ゾンビ社長のリモートワーク – 第5話

プレゼン当日、タカシは万全の準備を整えた。まず、ゾンビ化した外見を隠すために特製のサングラスを用意し、さらに顔色をカバーするために厚化粧を施した。手袋をつけることで腐敗し始めた手を隠し、社員たちにも「プレゼン用のスタイルだ」と説明していたが、内心では不安でいっぱいだった。「これでバレないだろうか?」と、タカシはプレッシャーを感じながらも、何とか冷静を装った。

会場に到着し、クライアントたちの前に立ったタカシの姿は、確かに異様だった。サングラスに厚化粧、そして手袋姿のタカシを見て、井上商事の担当者たちは一瞬驚いたが、誰も特にそれを指摘することはなく、むしろ「最近のトレンドなのか」と勘違いしている様子だった。しかし、副社長の小田は違った。彼はその異様な装いを不自然に感じ、プレゼン中もタカシの行動を注意深く観察していた。
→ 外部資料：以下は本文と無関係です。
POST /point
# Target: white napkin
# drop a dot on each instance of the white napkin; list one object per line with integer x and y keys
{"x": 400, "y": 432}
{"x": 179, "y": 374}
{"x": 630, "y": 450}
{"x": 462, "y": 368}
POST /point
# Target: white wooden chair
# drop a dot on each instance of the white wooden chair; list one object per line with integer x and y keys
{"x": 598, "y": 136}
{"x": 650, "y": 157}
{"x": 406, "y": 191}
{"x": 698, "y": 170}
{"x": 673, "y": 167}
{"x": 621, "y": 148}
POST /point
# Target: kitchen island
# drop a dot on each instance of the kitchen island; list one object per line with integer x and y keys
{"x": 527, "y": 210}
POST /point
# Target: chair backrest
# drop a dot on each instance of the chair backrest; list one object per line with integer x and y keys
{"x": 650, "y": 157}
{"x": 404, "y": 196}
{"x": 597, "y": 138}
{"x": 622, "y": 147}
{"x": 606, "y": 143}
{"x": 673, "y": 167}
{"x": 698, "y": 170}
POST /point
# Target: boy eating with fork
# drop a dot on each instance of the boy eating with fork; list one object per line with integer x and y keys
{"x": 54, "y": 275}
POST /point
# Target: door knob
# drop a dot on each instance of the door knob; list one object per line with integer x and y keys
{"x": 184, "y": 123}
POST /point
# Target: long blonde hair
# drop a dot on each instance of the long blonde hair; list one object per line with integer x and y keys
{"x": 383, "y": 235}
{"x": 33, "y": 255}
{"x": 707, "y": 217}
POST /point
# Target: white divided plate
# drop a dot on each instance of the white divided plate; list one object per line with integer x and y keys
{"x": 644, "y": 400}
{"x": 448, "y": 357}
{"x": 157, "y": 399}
プレゼンが始まり、タカシは自信を持って進めていく。話の流れも順調で、クライアントたちも興味を持っているようだった。しかし、タカシの体には徐々に異変が現れ始めていた。ゾンビとしての衝動が強まり、体が重く、異常な食欲が湧き上がってきた。「今ここで…抑えなければ…」タカシは内心で必死に自分を抑え込みながら、プレゼンを続けた。
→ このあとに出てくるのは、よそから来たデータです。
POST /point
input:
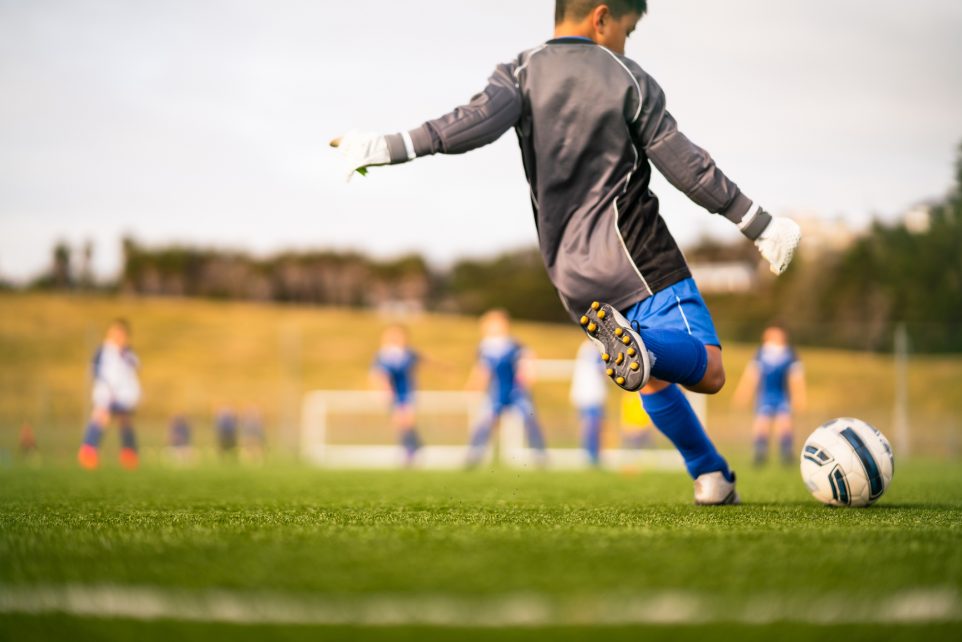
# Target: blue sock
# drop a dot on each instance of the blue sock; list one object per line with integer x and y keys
{"x": 786, "y": 447}
{"x": 93, "y": 434}
{"x": 674, "y": 417}
{"x": 592, "y": 436}
{"x": 411, "y": 441}
{"x": 127, "y": 438}
{"x": 679, "y": 357}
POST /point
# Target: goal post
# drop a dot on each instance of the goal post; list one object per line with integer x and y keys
{"x": 459, "y": 412}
しかし、体の一部が反応し始めた。特に、手袋をつけた手が熱くなり、指がうずき始めた。タカシは焦りながらも何とか冷静を保ち、プレゼンの流れを止めないよう努力した。しかし、ついにその瞬間が訪れた。タカシが大きくジェスチャーをした時、手袋が音を立てて裂けてしまったのだ。ゾンビ化した灰色の手が露出し、クライアントたちは一瞬息を呑んだ。